Альфредо Ничефоро, чьи позиции были близки к социализму ЧЛ, примерно в то же время опубликовал статью под говорящим названием «Колонизируем… Италию» (10 мая 1899):
«Мания колонизации усилилась настолько, что превратилась в настоящую идею фикс, которая упорно вертится в головах этих провидцев, как низкое солнце в полярных областях.
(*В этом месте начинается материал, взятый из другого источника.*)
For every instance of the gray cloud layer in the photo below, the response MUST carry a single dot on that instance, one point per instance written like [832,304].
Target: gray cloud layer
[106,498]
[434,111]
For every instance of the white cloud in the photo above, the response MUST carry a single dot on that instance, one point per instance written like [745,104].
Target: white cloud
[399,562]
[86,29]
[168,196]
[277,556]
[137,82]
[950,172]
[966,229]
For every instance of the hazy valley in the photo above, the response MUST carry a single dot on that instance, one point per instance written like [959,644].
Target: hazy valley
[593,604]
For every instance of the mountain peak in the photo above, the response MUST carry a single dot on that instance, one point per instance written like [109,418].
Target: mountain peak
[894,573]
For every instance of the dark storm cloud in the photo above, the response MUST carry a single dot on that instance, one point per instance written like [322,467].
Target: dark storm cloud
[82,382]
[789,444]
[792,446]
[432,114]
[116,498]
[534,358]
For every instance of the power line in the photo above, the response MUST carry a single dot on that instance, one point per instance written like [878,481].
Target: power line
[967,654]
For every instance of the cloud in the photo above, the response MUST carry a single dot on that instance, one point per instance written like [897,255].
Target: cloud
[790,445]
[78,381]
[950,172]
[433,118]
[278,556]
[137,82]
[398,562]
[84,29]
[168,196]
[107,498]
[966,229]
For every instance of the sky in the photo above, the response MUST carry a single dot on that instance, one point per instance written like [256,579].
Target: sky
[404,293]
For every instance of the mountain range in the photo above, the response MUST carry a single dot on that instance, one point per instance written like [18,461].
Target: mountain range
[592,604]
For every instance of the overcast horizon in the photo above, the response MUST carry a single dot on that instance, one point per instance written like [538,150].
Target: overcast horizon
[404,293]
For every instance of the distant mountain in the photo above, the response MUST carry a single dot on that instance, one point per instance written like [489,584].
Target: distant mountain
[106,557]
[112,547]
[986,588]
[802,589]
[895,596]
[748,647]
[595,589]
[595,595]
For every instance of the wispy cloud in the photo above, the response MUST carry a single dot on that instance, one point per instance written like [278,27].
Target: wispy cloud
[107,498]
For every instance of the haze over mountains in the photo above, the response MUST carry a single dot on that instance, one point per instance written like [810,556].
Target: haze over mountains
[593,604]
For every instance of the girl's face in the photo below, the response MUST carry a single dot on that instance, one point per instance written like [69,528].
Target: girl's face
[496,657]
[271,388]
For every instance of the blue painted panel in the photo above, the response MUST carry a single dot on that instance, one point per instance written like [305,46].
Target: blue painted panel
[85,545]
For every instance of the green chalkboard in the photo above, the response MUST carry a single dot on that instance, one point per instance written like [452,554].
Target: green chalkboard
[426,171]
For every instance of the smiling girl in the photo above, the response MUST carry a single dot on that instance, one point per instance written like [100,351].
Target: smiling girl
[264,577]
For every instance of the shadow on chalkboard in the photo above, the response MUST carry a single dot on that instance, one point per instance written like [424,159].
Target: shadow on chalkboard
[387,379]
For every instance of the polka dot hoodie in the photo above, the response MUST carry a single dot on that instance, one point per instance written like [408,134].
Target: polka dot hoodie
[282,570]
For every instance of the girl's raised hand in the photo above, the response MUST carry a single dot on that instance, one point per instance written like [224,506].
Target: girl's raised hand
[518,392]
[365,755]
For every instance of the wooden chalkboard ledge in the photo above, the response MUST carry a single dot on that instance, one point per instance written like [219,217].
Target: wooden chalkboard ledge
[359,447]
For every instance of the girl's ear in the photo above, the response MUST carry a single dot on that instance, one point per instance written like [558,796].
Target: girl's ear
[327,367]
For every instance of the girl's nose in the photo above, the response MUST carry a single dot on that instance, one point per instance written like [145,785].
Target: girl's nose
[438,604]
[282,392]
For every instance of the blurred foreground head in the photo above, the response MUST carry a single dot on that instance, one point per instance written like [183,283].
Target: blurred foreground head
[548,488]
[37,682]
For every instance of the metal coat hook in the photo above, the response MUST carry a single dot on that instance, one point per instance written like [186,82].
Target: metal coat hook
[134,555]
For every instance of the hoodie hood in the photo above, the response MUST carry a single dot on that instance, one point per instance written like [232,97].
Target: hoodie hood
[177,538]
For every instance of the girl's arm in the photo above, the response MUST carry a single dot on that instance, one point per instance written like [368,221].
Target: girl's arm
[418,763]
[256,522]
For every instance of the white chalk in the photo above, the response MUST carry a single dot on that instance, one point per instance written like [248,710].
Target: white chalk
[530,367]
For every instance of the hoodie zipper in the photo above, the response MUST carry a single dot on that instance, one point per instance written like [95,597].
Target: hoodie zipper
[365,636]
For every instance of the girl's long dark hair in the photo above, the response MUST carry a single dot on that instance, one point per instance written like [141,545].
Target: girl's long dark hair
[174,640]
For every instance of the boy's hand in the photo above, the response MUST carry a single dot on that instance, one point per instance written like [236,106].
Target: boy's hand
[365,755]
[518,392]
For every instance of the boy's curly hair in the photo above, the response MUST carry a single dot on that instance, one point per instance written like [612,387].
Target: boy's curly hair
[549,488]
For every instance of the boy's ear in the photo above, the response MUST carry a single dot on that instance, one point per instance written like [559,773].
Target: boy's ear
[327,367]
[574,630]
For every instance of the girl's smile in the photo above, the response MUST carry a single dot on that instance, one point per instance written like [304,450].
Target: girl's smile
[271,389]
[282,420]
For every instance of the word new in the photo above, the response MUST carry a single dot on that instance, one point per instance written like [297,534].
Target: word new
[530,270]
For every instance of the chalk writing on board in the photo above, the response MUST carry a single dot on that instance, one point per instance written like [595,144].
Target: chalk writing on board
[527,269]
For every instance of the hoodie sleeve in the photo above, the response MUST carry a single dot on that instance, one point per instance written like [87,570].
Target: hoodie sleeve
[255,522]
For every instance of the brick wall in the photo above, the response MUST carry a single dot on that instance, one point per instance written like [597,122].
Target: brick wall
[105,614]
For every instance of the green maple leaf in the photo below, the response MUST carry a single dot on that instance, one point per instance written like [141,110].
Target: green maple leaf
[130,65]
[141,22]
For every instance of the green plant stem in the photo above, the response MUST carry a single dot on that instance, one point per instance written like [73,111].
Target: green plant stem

Поэтому, вдобавок ко всем проблемам старой цивилизации, мы получили и все проблемы нации молодой, мгновенно образовалась толпа, аплодирующая идее […]. Я отлично понимаю, что отказ от спорта колонизации нанесет болезненную рану сердцам тех, кто мечтает о славе и более-менее рыцарских эпосах, о подвигах колонизаторов, однако рациональная часть моего мозга предполагает обратное […]. Испания, с ее утраченным частично, как и у нас, флотом, потеряла колонии, а мы хотим взвалить на себя новые? […] Я не утверждаю, что Италия должна покорно склониться и принять последнее место в списке наций – это было бы чем-то вроде каждодневного самоубийства – но уверен, что международный престиж и звание великой нации можно обрести, не вступая в опасную схватку за колонии, а наоборот, делая свою страну процветающей и богатой».